Eleven months ago I bought a Lynskey GR300 frameset, or maybe I didn’t. I definitely received a receipt from them indicating that I paid, and two-three months later (sorry, it was a long time ago, hard to remember exactly), they shipped it to me. All good, right? Just another normal transaction with a company. The problem is that, yesterday, eleven months after the fact, their new accountant discovered that there was a problem and I still owe them for the frame.
Instead of sending any transaction details that would help me verify that 1) this wasn’t phishing 2) that the new accountant wasn’t wrong, they sent the email above.
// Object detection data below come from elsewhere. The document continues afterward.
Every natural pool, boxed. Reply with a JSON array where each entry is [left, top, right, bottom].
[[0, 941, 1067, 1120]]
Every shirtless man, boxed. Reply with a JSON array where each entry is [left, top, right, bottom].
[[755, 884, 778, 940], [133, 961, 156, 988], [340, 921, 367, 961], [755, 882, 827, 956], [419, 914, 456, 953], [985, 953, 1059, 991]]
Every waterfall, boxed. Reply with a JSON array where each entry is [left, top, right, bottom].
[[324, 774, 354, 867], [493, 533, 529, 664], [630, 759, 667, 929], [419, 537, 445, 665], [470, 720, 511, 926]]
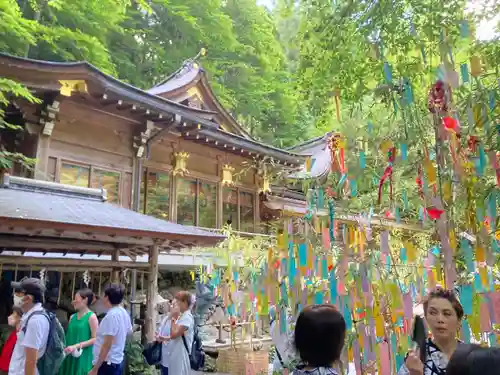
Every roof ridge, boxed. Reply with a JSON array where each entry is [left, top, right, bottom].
[[0, 174, 107, 202]]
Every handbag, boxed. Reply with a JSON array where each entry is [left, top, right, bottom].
[[142, 342, 162, 366]]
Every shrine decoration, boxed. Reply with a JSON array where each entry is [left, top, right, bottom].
[[172, 151, 189, 177], [327, 133, 347, 174], [378, 141, 396, 204], [221, 164, 235, 186], [427, 80, 451, 114], [259, 173, 271, 194], [59, 80, 87, 96]]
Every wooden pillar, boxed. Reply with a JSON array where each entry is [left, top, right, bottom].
[[144, 244, 159, 342], [111, 249, 120, 284]]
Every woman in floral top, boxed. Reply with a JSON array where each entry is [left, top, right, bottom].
[[398, 288, 464, 375], [293, 304, 346, 375]]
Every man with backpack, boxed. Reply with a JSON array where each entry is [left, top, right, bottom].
[[9, 278, 65, 375]]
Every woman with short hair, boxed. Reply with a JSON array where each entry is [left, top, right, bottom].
[[293, 304, 346, 375], [59, 289, 99, 375], [157, 291, 194, 375], [398, 288, 464, 375]]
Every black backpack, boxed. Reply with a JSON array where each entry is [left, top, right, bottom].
[[23, 310, 66, 375], [182, 325, 205, 371]]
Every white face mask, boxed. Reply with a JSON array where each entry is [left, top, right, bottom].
[[71, 348, 83, 358], [7, 316, 16, 327], [14, 294, 23, 307]]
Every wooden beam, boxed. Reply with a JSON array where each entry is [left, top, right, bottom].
[[111, 249, 120, 284], [0, 225, 153, 246], [144, 245, 159, 342], [0, 254, 150, 269], [0, 234, 115, 253]]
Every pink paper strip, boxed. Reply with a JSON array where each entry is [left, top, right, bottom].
[[403, 292, 413, 320], [380, 341, 391, 375]]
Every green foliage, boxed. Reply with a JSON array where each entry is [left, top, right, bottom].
[[0, 78, 39, 171], [0, 0, 310, 146]]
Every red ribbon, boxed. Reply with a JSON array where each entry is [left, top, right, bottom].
[[378, 147, 396, 204]]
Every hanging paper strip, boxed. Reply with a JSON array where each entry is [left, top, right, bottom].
[[384, 61, 392, 83], [330, 268, 338, 304], [401, 143, 408, 161], [359, 151, 366, 169], [460, 319, 470, 344], [328, 200, 335, 242]]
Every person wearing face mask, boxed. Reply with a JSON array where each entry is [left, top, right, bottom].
[[89, 284, 132, 375], [155, 301, 173, 375], [398, 288, 464, 375], [9, 278, 50, 375], [0, 306, 23, 375], [59, 289, 99, 375], [160, 291, 194, 375]]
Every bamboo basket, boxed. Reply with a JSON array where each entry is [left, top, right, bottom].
[[217, 348, 269, 375]]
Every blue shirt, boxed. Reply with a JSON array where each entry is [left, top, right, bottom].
[[93, 306, 132, 364]]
If the rep hadn’t also left a voice mail for me, I would have just assumed that Lynskey Performance, like a lot of companies got hacked or it was phishing.
The rep quickly followed up with this, but let’s be honest, there’s nothing in that screenshot that helps me verify either 1 or 2. In fact, anyone with a elementary understanding of Microsoft Paint could have made it, or changed it in a couple minutes. Like this…
The bizarre thing, or actually, the most bizarre thing about this experience (ignoring the fact that it took them eleven months to figure it out) is that they led with nothing but a payment link instead of detail.
We don’t live in a world where we can trust random email. We don’t live in a world where screenshots prove anything. Unfortunately, we live in a world where phishing attacks that look exactly like this are so commonplace that almost every employer provides training around how to recognize and ignore these kinds of emails. So even if I weren’t an IT professional with 20+ year of experience building web based apps, I would know better than blindly click “pay”. Also, no business is immune from hacking, it could have easily been exactly that with a little bit of why not screw Lynskey’s customers thrown in. To lead with the email above displays a level of naivete around all of these points that blows my mind. I have to wonder what the success rate is for that approach (assuming I’m not the only on impacted by new accountants findings); I sure hope it’s 0%.
Just to be 100% clear, I’m not trying to get out of paying Lynskey Performance for the titanium bicycle frame set if I owe them for it. Without a partial card number it’s going to be very difficult for me to verify anything on my end. I don’t have a PayPal account associated with email@example.com, so there’s no way for me to check with them. Eleven months is a long time ago, I have no idea which card I used, and despite it being a poor practice I don’t look over the statements that carefully. I have quite few credit cards (points FTW); some personal, some shared with my wife. Complicating the situation is that we also had a generous gift card which held the rebate from our solar installation around this time. Hopefully, we can run down the transaction details and I can verify what they are saying either way.
Even if they are 100% right here, it’s a strange way to run a company.